Comments or other inclusions can be slid into texts in arbitrary places. The syntactic structure of the texts isn't destroyed by inclusions, even if keyword of the grammar (programming language) are used in them.
Example:
The use of c++ comments is possible in the scripts of the TextTransformer:
Into the variable declaration:
int iCount, iEnd;
comments can be included without making the variable declaration syntactical invalid
int iCount /* int variable as counterr */, iEnd /* maximum */;
C++ comments are sections of text, which are included between the two tokens"/*"and"*/". Comments can contain arbitrary text, and therefore the keyword "int" may occur there. However, it isn't interpreted here as a variable type. Comments were treated exclusively as a part of the ignored characters and recognized by complex regular expressions as whole in older versions of the TextTransformer. However, it is also possible that the texts of an inclusion aren't arbitrary but that they obey a grammar of their own. E.g. there are conventions, by which C++comments are enriched by instructions which can be extracted as a documentation of the program code.
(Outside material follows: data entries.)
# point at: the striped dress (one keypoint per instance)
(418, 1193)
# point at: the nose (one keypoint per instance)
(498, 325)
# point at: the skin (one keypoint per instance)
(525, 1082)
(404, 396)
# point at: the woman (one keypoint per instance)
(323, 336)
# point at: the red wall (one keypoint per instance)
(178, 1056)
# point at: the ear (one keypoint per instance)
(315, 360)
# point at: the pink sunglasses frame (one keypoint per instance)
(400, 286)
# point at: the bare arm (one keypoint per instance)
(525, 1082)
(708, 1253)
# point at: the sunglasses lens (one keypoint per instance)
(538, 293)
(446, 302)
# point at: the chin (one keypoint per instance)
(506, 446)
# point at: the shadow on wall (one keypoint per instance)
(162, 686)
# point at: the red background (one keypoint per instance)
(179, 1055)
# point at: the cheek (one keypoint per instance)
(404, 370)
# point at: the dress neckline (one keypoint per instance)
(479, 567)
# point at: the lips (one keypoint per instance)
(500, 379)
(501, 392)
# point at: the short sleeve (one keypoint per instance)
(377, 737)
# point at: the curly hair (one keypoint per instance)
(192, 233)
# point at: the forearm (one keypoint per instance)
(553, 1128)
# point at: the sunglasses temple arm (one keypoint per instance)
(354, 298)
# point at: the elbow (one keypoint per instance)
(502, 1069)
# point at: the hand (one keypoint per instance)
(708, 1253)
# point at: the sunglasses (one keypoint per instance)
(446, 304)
So besides the parser for the real program code a second parser is needed for the documentation.
It is possible in the TextTransformer to insert productions in a project for this second parser and to let them execute immediately in the change with the main parser. It is even possibly to nest arbitrarily many different parsers in each other. These parsers can operate on sets of tokens of their own respectively so that e.g. the token "int" only is recognized by the code parser, but not by the comment parser.